Two weeks ago, we looked at how “secular temples” have the power to shape our desires. Today we’ll put some feet on this idea as we look at the mall (and the entire consumeristic complex) as a temple that shapes our souls by forming our conception of the good life, in antithesis to God’s conception.  I’m borrowing this example from a (far) more extended social commentary in James K.A. Smith’s (far superior) Desiring the Kingdom.

For the moment I ask you to suspend your disbelief, and imagine with me the mall in religious terms. Let’s look at with a new lens that gives it the shape of the temple, and see what we can learn:

Like pilgrims from far off lands, we descend on the mall. We park. We enter. Finding a map, which lists all of the shrines within, we proceed to our demi-god of voice: clothing, jewelery, sports, food, gadgets, or entertainment. Our personal tastes and interests guide us as we disperse. 

Once in these shrines, or stores, there are images and ikons of people living a happy, fulfilled, good life. “How?” We wonder. But then we see their clothes and their gadgets and their jewelry. “How?” They have stuff; they have the right stuff. The shrine is littered with idols dressed up like these happy people.

Advertisements in an out of the mall evangelize to us this good life of looking good, and feeling good, and having stuff. Online shrines invite us to melt away the hours perusing the limitless symbols of happiness that we cannot have, but might with a simple click. The whole temple points to our deepest problem: we don’t have enough stuff.

So we try stuff out, put it on and go to the altar, or cash register, to lay down our personal offering of money. We do not leave empty handed, but exit with a new piece of the good life in our shopping bag. But it never gives us redemption. We must return again and again to remain fulfilled – the good life requires continual consumption.

The mall gives us a vision of the good life. It gives us a way of understanding ourselves: we are what we buy and what we wear. It also provides a rubric for others: they are their exterior. Let’s consider three quick examples of practical ways that the mall’s vision of good life shapes our lives outside the mall.

1. We make friendships based on temple rules. Christianity pictures a diverse community of appearances coming together to love God and one another. The mall envisions a community where Carhart bibs pal around with Duck Commander calls. J. Crew is, well, a real crew. Hipsters are magnetically charged to ironic garb and opposed to polos. While each self-presentation appears different, they share the same logos: does this person’s look fit into my image of the good life? Do we write off people because of their appearance? Do we reject Christ’s diverse community for the homogenous superficiality of the mall?

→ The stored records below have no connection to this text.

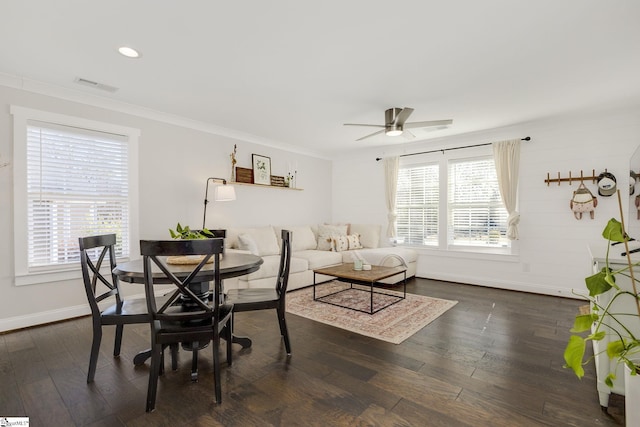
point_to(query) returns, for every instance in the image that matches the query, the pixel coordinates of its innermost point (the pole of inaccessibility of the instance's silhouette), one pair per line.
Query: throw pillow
(325, 232)
(369, 234)
(354, 241)
(339, 243)
(246, 243)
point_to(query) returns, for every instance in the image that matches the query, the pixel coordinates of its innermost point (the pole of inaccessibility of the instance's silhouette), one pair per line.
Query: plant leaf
(574, 353)
(583, 322)
(616, 348)
(598, 283)
(613, 231)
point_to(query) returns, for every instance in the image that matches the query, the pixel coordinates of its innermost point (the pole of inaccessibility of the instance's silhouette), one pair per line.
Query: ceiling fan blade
(402, 116)
(370, 135)
(362, 124)
(427, 124)
(407, 134)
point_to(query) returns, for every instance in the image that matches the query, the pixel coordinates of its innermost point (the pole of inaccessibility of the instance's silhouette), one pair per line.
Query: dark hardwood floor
(495, 359)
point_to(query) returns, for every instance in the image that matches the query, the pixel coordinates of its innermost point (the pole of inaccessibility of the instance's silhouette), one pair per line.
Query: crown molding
(67, 94)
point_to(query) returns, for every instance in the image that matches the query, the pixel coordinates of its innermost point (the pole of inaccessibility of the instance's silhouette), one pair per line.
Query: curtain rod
(526, 138)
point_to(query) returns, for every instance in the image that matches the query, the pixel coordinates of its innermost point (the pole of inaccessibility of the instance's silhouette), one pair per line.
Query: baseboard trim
(510, 285)
(57, 315)
(34, 319)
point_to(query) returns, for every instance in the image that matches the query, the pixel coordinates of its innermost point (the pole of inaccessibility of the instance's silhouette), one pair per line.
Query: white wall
(552, 251)
(175, 162)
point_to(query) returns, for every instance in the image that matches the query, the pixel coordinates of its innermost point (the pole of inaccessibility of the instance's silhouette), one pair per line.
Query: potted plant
(605, 320)
(186, 233)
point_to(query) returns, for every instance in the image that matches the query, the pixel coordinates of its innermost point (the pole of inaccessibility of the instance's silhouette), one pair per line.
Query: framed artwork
(261, 169)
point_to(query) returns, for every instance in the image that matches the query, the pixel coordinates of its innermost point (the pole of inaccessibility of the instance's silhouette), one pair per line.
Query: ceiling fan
(395, 123)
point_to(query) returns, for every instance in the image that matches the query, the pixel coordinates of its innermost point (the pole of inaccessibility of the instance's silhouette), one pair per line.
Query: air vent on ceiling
(95, 85)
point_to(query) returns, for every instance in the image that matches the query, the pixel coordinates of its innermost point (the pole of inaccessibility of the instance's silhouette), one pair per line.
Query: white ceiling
(290, 73)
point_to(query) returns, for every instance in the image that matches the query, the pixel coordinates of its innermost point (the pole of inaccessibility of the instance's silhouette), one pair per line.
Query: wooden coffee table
(368, 278)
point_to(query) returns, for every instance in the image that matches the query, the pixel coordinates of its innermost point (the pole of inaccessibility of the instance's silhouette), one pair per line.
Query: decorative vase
(631, 397)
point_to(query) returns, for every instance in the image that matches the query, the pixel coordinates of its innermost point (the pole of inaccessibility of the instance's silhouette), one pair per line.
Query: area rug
(393, 324)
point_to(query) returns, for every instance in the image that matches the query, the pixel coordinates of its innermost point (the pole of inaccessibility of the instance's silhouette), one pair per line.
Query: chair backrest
(175, 308)
(103, 246)
(285, 262)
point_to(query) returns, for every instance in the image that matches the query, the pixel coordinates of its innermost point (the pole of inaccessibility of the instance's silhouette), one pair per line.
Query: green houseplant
(185, 233)
(614, 316)
(623, 346)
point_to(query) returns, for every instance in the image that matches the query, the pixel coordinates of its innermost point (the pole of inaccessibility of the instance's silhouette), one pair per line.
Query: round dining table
(231, 265)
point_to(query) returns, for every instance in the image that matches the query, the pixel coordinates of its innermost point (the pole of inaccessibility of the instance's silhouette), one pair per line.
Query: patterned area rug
(393, 324)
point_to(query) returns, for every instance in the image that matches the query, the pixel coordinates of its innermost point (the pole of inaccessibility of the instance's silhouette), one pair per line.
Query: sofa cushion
(354, 241)
(246, 243)
(369, 234)
(326, 231)
(376, 256)
(320, 259)
(269, 267)
(339, 243)
(303, 237)
(264, 237)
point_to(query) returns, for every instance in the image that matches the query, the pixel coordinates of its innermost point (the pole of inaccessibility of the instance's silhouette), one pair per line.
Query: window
(417, 201)
(477, 216)
(73, 178)
(451, 203)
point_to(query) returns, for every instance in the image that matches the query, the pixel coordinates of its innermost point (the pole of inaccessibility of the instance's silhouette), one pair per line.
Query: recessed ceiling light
(129, 52)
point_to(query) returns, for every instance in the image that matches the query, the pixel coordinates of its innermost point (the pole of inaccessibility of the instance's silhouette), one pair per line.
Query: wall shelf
(265, 186)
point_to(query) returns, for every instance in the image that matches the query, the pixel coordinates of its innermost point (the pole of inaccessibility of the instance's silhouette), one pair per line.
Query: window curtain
(506, 155)
(391, 165)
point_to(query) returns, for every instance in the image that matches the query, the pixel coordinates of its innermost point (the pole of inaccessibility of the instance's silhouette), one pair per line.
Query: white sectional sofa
(313, 246)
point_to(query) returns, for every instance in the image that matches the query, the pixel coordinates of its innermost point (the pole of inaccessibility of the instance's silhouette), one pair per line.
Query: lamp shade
(224, 193)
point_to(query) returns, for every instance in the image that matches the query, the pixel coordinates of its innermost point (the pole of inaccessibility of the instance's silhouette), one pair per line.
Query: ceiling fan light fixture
(393, 130)
(129, 52)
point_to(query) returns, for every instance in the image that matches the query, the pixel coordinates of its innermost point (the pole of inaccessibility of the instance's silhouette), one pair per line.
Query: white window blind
(77, 185)
(477, 216)
(417, 201)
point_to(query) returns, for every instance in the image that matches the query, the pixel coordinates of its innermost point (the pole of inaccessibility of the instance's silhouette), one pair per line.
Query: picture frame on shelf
(261, 169)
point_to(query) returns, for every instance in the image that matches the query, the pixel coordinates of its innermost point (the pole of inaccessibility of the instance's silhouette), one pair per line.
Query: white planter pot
(631, 398)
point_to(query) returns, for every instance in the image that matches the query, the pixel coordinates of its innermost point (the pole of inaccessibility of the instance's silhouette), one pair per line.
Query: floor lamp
(222, 193)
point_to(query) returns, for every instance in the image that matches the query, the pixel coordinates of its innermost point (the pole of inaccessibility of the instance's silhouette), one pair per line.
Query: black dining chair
(187, 316)
(250, 299)
(100, 287)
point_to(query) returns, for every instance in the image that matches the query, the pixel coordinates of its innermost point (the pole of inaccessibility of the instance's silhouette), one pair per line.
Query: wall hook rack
(593, 177)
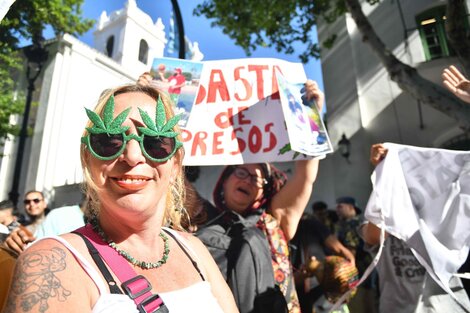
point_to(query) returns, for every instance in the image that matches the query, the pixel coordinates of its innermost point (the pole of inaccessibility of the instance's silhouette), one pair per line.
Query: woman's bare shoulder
(47, 277)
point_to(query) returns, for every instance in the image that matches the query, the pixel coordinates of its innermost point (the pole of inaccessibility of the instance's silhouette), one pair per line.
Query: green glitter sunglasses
(107, 138)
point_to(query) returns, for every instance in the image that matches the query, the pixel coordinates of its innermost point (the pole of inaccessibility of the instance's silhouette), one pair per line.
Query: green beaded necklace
(143, 265)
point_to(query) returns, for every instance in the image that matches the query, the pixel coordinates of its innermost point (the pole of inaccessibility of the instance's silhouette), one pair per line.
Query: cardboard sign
(237, 116)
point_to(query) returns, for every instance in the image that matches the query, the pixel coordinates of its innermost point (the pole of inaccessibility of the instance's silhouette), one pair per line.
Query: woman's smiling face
(240, 194)
(131, 182)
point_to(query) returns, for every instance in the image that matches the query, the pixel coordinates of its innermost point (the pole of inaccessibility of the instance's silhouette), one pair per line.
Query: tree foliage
(25, 22)
(281, 24)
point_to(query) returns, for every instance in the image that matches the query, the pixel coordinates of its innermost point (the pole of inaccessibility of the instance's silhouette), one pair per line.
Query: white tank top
(195, 298)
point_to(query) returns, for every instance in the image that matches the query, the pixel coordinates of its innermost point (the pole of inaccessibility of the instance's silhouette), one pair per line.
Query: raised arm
(370, 232)
(288, 205)
(456, 82)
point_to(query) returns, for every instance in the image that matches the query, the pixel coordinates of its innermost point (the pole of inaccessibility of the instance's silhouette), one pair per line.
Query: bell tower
(129, 37)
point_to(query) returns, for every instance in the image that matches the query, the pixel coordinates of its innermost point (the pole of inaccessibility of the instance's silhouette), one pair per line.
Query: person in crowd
(8, 221)
(456, 82)
(459, 85)
(62, 220)
(347, 232)
(36, 209)
(176, 81)
(7, 265)
(327, 217)
(405, 286)
(258, 196)
(313, 239)
(133, 178)
(257, 210)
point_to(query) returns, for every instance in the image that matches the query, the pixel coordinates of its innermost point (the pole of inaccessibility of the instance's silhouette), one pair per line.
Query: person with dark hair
(350, 220)
(8, 220)
(256, 213)
(313, 239)
(35, 206)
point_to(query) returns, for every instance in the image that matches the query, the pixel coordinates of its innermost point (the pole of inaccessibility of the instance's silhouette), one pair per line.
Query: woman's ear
(175, 171)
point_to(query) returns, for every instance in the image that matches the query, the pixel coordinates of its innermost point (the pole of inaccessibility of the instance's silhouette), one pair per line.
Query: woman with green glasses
(125, 259)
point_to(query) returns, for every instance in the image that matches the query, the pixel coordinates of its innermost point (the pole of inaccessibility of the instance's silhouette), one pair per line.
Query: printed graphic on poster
(180, 78)
(305, 127)
(233, 113)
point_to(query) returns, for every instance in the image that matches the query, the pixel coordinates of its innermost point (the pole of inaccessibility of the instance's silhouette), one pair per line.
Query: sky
(212, 42)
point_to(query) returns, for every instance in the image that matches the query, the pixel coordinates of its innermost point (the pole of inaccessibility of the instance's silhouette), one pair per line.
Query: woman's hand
(457, 83)
(377, 153)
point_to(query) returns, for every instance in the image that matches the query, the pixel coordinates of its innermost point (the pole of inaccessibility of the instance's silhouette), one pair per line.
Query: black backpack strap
(113, 286)
(185, 252)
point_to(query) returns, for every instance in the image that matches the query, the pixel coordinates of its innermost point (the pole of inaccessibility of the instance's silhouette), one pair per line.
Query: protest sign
(237, 116)
(305, 128)
(180, 79)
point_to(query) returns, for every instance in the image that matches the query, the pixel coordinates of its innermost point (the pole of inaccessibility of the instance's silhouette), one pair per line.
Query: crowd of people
(144, 240)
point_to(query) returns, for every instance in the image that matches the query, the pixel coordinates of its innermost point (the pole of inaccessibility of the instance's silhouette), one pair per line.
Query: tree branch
(457, 33)
(408, 77)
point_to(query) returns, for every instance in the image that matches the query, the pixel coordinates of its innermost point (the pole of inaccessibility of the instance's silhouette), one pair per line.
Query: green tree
(281, 24)
(25, 22)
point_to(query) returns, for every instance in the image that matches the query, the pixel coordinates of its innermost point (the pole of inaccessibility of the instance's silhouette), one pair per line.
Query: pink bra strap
(137, 287)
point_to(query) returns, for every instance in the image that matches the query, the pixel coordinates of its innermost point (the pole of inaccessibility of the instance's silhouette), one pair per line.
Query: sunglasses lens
(241, 173)
(27, 201)
(159, 147)
(106, 145)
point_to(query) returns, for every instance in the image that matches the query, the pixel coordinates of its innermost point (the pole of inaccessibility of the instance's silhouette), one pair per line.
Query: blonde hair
(174, 207)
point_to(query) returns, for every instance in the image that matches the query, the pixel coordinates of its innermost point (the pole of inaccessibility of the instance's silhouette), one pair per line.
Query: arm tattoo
(36, 281)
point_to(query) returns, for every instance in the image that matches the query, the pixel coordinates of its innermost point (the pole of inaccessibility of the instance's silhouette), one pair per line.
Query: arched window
(431, 27)
(143, 51)
(110, 46)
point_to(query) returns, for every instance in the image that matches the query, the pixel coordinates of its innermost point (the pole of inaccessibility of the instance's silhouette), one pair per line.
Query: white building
(365, 105)
(126, 41)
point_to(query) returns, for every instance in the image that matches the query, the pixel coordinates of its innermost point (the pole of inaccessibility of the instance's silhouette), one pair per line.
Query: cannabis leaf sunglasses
(107, 138)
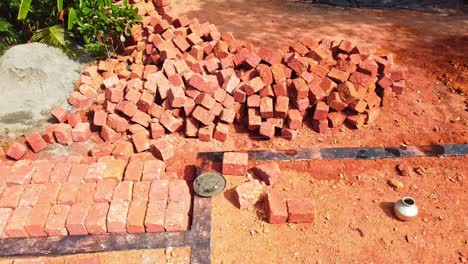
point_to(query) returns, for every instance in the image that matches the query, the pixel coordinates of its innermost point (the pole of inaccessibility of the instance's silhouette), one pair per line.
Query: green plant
(9, 36)
(102, 21)
(96, 49)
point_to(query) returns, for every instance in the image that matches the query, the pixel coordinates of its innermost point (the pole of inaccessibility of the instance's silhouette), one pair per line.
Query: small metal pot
(406, 209)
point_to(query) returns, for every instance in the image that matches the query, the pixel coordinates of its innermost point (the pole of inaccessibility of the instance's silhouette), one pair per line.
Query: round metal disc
(209, 184)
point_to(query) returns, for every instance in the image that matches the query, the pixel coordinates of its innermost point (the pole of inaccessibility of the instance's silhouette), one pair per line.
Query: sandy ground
(354, 222)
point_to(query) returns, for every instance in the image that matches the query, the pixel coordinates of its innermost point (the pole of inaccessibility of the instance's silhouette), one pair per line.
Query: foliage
(96, 49)
(9, 36)
(100, 25)
(54, 36)
(104, 21)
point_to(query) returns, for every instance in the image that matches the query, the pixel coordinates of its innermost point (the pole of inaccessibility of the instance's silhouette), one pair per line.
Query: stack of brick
(278, 210)
(180, 75)
(184, 75)
(43, 198)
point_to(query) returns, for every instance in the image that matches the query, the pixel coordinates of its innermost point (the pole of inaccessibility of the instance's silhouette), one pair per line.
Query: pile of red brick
(277, 209)
(43, 198)
(179, 75)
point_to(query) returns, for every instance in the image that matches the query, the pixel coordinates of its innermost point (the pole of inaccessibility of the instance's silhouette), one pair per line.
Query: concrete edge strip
(444, 150)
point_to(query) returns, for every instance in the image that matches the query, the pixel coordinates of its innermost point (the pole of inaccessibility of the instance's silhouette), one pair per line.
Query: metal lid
(209, 184)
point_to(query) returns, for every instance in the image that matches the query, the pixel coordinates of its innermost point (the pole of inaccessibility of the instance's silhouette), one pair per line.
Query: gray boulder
(34, 78)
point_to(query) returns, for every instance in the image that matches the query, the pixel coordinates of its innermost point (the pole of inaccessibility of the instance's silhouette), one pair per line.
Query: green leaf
(55, 36)
(71, 18)
(59, 5)
(24, 9)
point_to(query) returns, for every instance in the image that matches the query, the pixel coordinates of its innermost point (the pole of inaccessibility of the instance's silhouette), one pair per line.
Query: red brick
(134, 170)
(67, 195)
(320, 126)
(117, 217)
(205, 100)
(111, 81)
(73, 119)
(95, 171)
(124, 149)
(132, 95)
(86, 193)
(5, 214)
(81, 133)
(20, 173)
(15, 227)
(140, 141)
(275, 208)
(42, 171)
(37, 219)
(31, 194)
(11, 196)
(362, 79)
(358, 106)
(78, 100)
(203, 115)
(240, 95)
(294, 119)
(36, 142)
(115, 170)
(136, 216)
(170, 122)
(96, 219)
(104, 191)
(230, 83)
(336, 119)
(335, 102)
(321, 111)
(235, 163)
(277, 71)
(253, 101)
(289, 134)
(60, 173)
(153, 170)
(127, 108)
(55, 225)
(176, 217)
(114, 95)
(60, 114)
(16, 150)
(356, 121)
(265, 74)
(300, 211)
(191, 127)
(249, 193)
(268, 172)
(221, 132)
(178, 191)
(49, 194)
(205, 133)
(99, 118)
(155, 215)
(123, 191)
(177, 97)
(76, 220)
(162, 149)
(252, 60)
(141, 191)
(254, 86)
(63, 134)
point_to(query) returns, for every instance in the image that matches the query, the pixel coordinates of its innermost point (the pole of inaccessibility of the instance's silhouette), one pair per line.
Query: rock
(395, 184)
(403, 169)
(249, 193)
(35, 78)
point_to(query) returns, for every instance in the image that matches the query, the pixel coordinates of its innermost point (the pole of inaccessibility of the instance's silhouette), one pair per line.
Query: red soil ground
(354, 222)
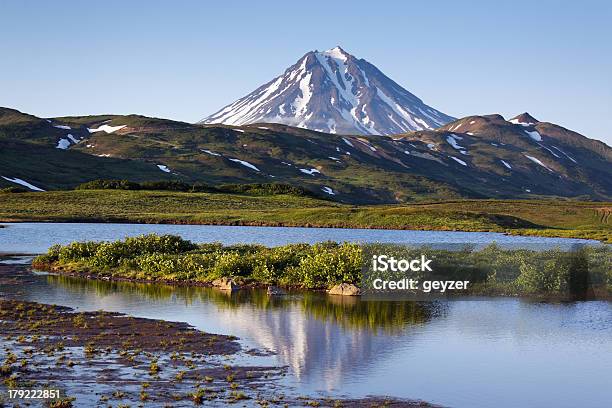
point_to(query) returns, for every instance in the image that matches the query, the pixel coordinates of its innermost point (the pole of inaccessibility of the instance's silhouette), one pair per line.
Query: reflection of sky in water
(37, 237)
(500, 352)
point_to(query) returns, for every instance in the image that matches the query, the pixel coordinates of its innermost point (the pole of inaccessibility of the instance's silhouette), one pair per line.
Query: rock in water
(225, 284)
(275, 291)
(345, 289)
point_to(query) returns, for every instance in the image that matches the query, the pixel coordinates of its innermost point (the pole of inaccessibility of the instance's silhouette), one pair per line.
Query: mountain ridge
(480, 156)
(333, 91)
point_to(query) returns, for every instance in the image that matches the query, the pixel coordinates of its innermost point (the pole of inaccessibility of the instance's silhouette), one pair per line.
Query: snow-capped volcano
(334, 92)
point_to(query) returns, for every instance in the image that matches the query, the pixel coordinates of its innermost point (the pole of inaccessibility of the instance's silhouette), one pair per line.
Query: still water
(496, 352)
(487, 353)
(33, 238)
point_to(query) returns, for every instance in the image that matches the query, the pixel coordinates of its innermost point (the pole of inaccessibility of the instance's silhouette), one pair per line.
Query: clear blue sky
(186, 59)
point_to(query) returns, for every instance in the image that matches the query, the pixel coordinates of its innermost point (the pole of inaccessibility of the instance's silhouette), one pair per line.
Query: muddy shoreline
(109, 359)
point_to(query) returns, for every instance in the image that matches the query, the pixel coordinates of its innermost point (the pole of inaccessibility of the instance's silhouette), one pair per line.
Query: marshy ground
(110, 359)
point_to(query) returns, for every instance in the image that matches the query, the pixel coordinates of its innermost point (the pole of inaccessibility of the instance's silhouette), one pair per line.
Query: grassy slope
(544, 218)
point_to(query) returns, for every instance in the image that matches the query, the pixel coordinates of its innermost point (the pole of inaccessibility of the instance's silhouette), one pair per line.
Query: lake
(34, 238)
(502, 352)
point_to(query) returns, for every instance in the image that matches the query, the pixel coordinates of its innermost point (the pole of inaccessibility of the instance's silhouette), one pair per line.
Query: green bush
(322, 265)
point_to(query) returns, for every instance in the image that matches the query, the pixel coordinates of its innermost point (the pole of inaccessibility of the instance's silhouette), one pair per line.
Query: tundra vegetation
(585, 271)
(283, 205)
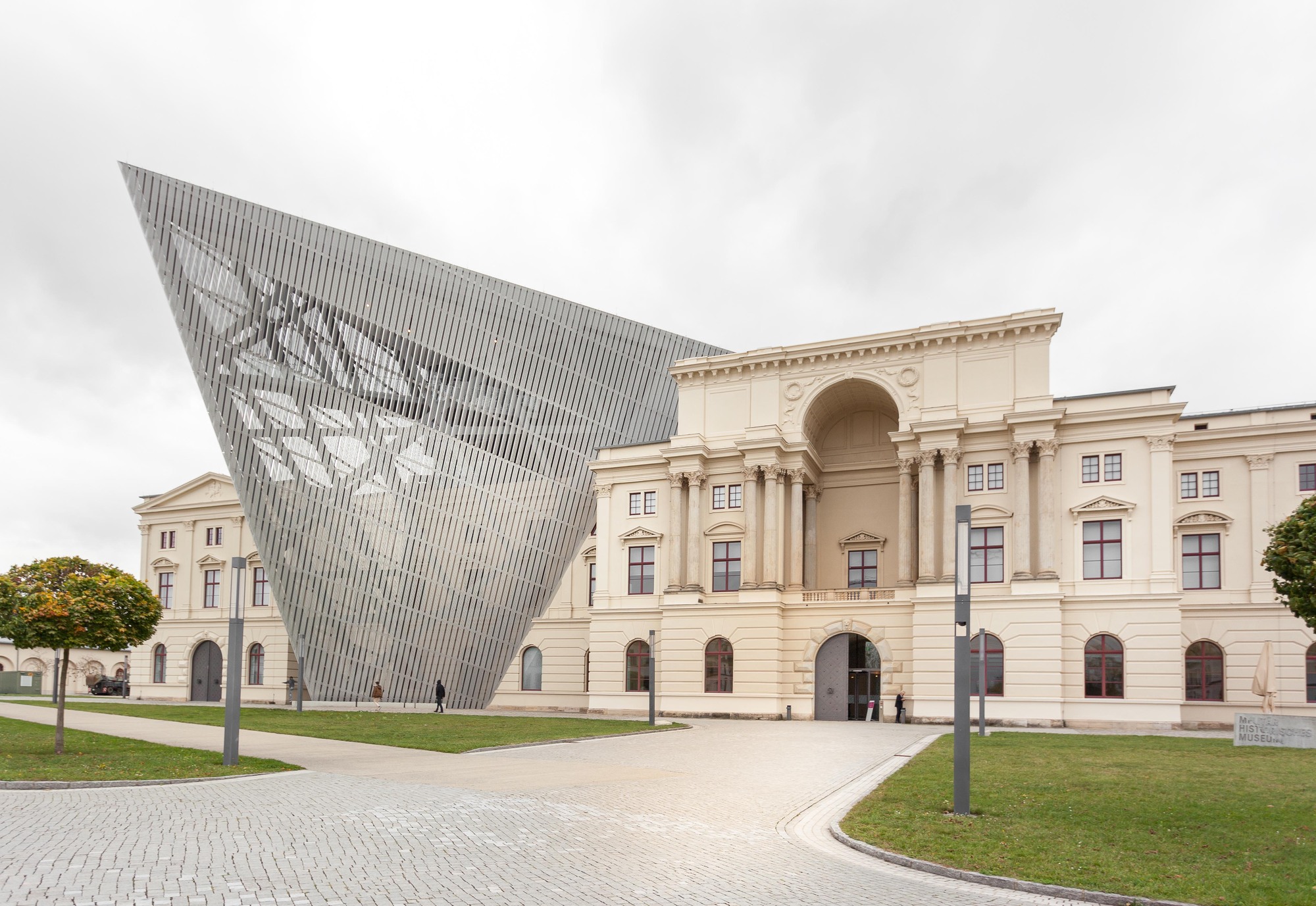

2. We seek transcendence through commercial interactions. In 2 Corinthians 4, Paul explains the visible is transient, while the invisible is everlasting. This order is inverted in the mall. What is valuable is what is seeable, touchable, tastable. If you can’t wear it or experience it, then it’s suspect. The closest thing to a spiritual experience is the elation you feel right before you pay. Rock bottom, is realizing you’re stuff is old. Are we satisfying our hearts’ longings for transcendence by the invisible Holy Spirit or the visible gods of Amazon?

3. We begin to understand all institutions as malls. Do we see Church as a spirit-filled body of believers, or a place to give money in exchange for entertainment? Do we see School as a learning place or a perfunctory technical training, where we gain tangible skills to do stuff that helps us get more stuff? Bars become the place where we act out the posters we see in The GAP. The hook-up culture is actually a commodification of sex in friendship, as taught by the mall.

Do we engage the world as consumers or as Christians? Has God’s temple (the spirit-filled body of believers) shaped our desires? Or has the mall?